TLDR:
- Early stage VC funding in South Korea has decreased significantly, leading to a shortage of funding for startups.
- Investors are shifting their focus to late-stage venture firms with stable business models.
Early stage startup funding in South Korea has seen a sharp decline, with seed funding contracts to 76.5 billion won in the first half of this year, compared to 129.8 billion won in the same period last year. The number of seed-funding rounds for venture firms also plummeted, from 286 cases to 163 in the January-June period. This trend has raised concerns about the shrinking venture ecosystem in South Korea as investors prioritize exits over early-stage investments.
One factor contributing to this decline is the dearth of startups for investment targets. Rapid technological advancements, particularly in AI and robotics, have made it challenging for startup builders to keep up.

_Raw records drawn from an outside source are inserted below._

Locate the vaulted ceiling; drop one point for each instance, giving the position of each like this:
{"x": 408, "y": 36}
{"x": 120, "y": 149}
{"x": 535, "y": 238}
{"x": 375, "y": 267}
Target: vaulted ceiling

In addition, the dominance of existing players in online platforms leaves little space for new entrants. Despite this challenging environment, venture capital companies are actively seeking early-stage startups through various initiatives like startup competitions, demo days, and automated detection of potential investment opportunities.
The shift in focus from early-stage to late-stage venture firms has also had an impact on the willingness of young talent to start their own businesses. Job seekers and startup employees in South Korea have shown a decrease in the desire to start their own companies, further exacerbating the funding drought for early-stage startups in the country. Venture capitalists are now tasked with encouraging and nurturing young talent to explore entrepreneurship in order to revitalize the venture ecosystem in South Korea.